# peppermills



## davidgiul (Apr 12, 2012)

To you peppermill turners. What kind of mechanisms do you use for your peppermills? Where do you get them? I need one for a saltmill that won't corrode after a month.


----------



## EricJS (Apr 12, 2012)

davidgiul said:


> To you peppermill turners. What kind of mechanisms do you use for your peppermills? Where do you get them? I need one for a saltmill that won't corrode after a month.



Try Exoticblanks.com. They have them listed under "pen kits", then follow the link to "peppermill" mechanisms.

The ones they sell were ranked #1 in some kind of reastarant peppermill ranking. I have some but haven't used them but I've heard lots of good feedback about them.

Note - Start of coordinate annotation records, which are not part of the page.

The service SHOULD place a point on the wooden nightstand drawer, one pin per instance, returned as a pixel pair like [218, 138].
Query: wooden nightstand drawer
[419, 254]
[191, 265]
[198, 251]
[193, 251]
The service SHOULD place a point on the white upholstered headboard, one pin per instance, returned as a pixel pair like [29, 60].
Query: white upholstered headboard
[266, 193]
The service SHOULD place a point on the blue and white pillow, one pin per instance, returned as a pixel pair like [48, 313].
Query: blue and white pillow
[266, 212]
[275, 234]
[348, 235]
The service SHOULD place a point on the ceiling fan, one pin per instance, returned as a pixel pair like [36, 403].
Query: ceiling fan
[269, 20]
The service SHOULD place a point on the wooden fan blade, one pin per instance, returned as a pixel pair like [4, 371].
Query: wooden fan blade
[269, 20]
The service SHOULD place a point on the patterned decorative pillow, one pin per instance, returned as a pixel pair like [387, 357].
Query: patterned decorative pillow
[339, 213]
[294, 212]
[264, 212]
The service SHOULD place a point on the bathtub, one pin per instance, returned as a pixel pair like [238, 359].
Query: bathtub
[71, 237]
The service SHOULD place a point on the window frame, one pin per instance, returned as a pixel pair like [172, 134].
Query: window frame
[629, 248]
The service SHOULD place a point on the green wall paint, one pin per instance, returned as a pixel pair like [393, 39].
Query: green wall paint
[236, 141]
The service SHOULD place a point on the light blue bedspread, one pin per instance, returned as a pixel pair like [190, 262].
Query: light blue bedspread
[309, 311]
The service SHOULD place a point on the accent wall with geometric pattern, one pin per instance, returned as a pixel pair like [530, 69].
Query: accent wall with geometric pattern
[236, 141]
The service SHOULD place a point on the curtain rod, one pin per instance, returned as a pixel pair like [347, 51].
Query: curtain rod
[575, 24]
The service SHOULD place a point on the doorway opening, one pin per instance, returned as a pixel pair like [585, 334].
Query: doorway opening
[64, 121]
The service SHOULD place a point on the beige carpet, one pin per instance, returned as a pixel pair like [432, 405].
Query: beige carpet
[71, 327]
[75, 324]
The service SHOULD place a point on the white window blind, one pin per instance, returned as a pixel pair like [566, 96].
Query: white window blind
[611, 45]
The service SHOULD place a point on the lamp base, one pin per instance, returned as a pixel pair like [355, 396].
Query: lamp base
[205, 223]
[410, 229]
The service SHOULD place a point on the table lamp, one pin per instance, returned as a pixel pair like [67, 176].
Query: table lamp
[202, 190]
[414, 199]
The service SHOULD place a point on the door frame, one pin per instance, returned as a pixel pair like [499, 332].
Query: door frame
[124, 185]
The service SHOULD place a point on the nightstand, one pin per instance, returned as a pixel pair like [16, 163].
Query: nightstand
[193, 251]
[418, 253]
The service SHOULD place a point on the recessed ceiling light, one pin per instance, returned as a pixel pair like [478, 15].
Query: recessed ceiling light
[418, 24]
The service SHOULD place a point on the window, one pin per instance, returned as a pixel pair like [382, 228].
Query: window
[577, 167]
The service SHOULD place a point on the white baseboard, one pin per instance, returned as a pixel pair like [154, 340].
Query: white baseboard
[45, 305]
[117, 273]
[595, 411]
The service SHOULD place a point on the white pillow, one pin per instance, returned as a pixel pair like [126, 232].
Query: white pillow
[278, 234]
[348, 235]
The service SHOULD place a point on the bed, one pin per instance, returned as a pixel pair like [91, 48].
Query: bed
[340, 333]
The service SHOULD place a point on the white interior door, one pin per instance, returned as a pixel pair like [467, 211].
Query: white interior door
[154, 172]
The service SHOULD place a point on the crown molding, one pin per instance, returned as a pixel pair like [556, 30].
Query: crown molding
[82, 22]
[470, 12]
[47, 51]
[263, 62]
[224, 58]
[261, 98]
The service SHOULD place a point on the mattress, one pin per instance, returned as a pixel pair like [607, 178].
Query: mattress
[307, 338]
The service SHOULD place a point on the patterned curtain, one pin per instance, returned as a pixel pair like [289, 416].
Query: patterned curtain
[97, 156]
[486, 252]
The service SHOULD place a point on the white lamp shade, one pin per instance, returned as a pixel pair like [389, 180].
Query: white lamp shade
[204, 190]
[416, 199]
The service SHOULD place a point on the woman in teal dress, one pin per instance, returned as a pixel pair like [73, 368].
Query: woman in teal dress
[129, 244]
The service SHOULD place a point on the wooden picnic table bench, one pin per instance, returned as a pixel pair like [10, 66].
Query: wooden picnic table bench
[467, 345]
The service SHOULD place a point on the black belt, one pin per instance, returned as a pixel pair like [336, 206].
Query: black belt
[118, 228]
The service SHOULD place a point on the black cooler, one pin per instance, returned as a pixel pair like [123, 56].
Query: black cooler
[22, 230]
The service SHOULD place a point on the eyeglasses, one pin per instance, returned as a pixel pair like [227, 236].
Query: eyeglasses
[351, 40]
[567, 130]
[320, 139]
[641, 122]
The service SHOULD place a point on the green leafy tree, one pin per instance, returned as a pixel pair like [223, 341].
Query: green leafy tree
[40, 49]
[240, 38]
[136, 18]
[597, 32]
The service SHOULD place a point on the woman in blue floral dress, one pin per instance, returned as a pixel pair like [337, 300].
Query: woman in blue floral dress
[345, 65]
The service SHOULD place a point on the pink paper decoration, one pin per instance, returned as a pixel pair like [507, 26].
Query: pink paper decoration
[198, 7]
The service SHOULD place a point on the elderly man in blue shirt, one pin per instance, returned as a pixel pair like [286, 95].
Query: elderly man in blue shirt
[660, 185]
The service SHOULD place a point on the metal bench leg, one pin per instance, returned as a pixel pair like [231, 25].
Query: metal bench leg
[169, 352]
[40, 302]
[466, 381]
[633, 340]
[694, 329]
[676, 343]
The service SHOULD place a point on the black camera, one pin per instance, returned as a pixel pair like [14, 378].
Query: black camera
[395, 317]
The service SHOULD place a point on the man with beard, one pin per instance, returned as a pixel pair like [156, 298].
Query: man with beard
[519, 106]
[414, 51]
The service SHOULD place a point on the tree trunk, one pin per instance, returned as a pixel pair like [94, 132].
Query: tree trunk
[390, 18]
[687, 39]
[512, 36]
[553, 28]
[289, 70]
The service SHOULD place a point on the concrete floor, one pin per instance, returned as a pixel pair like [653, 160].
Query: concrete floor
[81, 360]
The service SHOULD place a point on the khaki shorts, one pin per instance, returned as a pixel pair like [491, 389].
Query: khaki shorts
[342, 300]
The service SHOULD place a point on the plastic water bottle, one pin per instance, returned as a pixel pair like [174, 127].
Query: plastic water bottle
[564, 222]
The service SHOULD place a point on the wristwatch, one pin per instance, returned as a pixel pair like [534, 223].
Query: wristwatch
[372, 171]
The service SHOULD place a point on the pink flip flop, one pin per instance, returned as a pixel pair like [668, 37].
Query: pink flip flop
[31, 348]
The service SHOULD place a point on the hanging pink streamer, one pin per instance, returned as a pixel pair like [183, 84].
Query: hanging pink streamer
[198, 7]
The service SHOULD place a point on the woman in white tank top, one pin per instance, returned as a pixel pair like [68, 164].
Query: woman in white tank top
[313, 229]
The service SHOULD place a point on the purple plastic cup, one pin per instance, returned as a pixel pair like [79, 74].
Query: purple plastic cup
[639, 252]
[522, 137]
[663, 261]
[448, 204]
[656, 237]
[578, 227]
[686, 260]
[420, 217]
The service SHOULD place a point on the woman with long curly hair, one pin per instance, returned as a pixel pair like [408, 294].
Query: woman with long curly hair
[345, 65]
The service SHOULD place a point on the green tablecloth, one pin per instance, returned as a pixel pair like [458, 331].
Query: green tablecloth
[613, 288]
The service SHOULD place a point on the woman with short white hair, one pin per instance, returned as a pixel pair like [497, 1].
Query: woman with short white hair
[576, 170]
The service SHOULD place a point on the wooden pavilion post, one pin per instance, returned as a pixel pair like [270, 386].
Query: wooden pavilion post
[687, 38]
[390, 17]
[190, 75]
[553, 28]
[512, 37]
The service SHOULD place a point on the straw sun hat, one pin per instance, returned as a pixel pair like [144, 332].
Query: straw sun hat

You can buy 10" or 14" that can be cut down to any size. The owners, Ed & Dawn, are great people too.

They carry both peppermill and non-corroding salt mechanisms.


----------



## davidgiul (Apr 12, 2012)

EricJS said:


> davidgiul said:
> 
> 
> > To you peppermill turners. What kind of mechanisms do you use for your peppermills? Where do you get them? I need one for a saltmill that won't corrode after a month.
> ...


Thanks Eric


----------



## EricJS (Apr 12, 2012)

David, 

Ed put a tutorial out on that website as well: how to build/assemble a peppermill. It shows how to adjust the length for a shorter mill, etc.


----------



## arkie (Apr 12, 2012)

Same place I get mine. Good folks, always helpful. Biif supporters of our local pen turners group too!



EricJS said:


> David,
> 
> Ed put a tutorial out on that website as well: how to build/assemble a peppermill. It shows how to adjust the length for a shorter mill, etc.


----------



## CodyC (Apr 12, 2012)

I get mine here.

http://www.chefspecialties.com/catalog/index.php/cPath/18


----------